“Then some one did give away that Rua Catania house? Who is it? Do you suspect any one in particular?”
“No,” said Barosa, his look darkening as he added: “But we shall of course find out.”
“I think you can help us, Mr. Donnington,” said Maral. “The writer is obviously an enemy of yours. Can you make a suggestion?”
I was fairly confident that I knew, but it did not suit me to say so. “I have not had time yet to make any enemies unless some one is after the Beira concessions and thought this an easy way of getting rid of a competitor. Will you show me the original of that letter you dictated to me?”
He glanced at Barosa who nodded, and it was given to me.
I made a discovery then. Either from inadvertence or as a proof of confidence in me, Maral left on the letter, where it was pinned to the top, a strip of paper with half a dozen words followed by the numerals “134.”

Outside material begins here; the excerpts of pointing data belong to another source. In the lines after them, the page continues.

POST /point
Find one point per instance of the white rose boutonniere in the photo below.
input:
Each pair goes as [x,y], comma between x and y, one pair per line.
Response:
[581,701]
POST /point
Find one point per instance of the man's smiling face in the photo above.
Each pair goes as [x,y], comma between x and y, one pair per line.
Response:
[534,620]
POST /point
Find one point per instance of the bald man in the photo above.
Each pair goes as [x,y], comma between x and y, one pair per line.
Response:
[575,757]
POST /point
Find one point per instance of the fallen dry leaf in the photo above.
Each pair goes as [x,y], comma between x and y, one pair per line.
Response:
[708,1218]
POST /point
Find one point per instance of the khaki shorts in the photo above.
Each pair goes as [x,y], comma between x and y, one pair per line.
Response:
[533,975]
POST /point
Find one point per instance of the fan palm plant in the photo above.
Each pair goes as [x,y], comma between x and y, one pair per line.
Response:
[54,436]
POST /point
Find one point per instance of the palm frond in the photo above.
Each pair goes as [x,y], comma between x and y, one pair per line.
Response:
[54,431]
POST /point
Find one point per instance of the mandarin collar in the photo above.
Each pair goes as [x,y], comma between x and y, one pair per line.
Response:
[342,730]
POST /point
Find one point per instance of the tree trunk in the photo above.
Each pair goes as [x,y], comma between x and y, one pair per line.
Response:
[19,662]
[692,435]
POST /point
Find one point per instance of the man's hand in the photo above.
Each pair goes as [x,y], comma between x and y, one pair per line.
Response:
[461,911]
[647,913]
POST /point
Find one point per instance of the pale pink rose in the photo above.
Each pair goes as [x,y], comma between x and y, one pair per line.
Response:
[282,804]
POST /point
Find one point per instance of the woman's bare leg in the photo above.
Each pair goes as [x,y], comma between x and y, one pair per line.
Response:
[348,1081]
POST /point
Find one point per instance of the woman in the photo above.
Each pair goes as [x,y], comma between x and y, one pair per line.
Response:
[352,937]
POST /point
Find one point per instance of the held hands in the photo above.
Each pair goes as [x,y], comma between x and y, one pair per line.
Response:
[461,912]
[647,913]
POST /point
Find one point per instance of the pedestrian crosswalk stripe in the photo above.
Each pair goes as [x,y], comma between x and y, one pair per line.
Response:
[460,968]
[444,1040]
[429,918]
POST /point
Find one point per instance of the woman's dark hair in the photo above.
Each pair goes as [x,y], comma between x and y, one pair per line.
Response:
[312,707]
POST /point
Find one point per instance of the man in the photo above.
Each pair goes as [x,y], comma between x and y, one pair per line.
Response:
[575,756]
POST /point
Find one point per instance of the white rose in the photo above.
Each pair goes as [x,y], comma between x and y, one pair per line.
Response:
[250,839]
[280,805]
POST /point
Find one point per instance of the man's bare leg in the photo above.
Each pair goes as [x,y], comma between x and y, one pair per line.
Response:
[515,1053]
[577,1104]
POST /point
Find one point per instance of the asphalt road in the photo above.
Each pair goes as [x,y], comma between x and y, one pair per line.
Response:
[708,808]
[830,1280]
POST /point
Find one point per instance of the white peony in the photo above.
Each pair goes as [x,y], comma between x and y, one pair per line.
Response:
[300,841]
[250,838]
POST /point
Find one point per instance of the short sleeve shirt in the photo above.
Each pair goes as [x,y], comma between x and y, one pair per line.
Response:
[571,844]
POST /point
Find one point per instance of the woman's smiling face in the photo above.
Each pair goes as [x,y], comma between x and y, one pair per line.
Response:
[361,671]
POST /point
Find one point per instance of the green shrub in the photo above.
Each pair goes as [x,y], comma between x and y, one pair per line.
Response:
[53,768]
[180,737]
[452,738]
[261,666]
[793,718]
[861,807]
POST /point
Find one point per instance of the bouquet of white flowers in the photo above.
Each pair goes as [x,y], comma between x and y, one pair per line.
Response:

I compared the handwriting of the letter with my own copy of the dictated part and saw at once how clumsy a forgery it was. My signature was done well enough; the writer probably had a signature of mine and had practised it until the resemblance was striking. But the attempt to write an entire autograph letter was a conspicuous failure.
Then while pretending to continue my examination of the writing, I worried over the curious superscription, and it dawned upon me at length that it was a message of some sort in cypher.
As the other two had their heads together in a very earnest discussion, I unpinned the cypher message and rolled it up in my palm. Its nature convinced me that it was inadvertence not confidence which had led Maral to let me see it, and I took the risk of his not noticing its absence even if I could not do what I now very much wished—retain the letter itself for a time.
“I wish to keep this letter, Dr. Barosa,” I said presently.